His brother frowned. “Uh, let’s see…cow mutilation, phantom deputy, missing resident. Does that fit the bill?”
Okay, so Ryan was in a flippant mood. Caden retrieved a few letters the clerk had left. “You’re going to have to explain that.”
“Chester Wilson had a Holstein turn up dead in one of his fields.”
Livestock died sometimes. Disease, even age, but his brother wasn’t headed there. “You said mutilation.”
Ryan nodded. “Lots of blood from the ears, nose, and mouth. No visible sign of trauma.”
That didn’t fit disfigurement or butchering. “Could be illness.”
“I called the county vet.” Ryan sat forward in his chair, leaning on his desk. “He’s got to do a more thorough examination, but based on initial findings, he believes the cow had a ‘concussive reaction’ created by an outside source.”
Caden sorted through the mail. Two notices from the courthouse—probably filing updates—and a plain envelope addressed to Sgt. Caden Flynn c/o Mason County Sheriff’s Department. “What does that mean?”
“That something delivered enough pressure to make her brain explode.”
“Huh.”
It wasn’t the first time there had been animal deaths in Point Pleasant, but one dead cow—no matter how freaky her passing—didn’t mean a similarity. Over a decade ago, a number of farm animals had been found butchered, likely the poor dumb victims of a satanic cult. Caden had been in high school at the time and remembered it well. In 1966, Point Pleasant had erupted with everything from Mothman sightings to nightly reports of UFOs. Animal mutilations were just one more oddity thrown into the mix. The authorities had never caught whoever committed the grisly deeds. Most believed the culprits had moved on to new hunting grounds.
“Huh?” Ryan looked rattled, ready to sprout horns. “Is that all you’re going to say?”
Caden sighed. “No.

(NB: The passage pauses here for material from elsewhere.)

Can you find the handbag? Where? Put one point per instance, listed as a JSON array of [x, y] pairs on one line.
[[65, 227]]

I was just thinking… Chester lives near the airport. It could have something to do with low altitude flight traffic.”
“I’ll give you that. I thought the same thing until Doc Holden set me straight. He said the decibel level had to be extreme. We’re talking supersonic military shit.”
“Everyone in town would have heard the fallout from something like that.” Caden’s gaze dropped to the letters in his hand. When not reined in, Ryan could pick at something relentlessly. “What about the ‘phantom’ deputy?”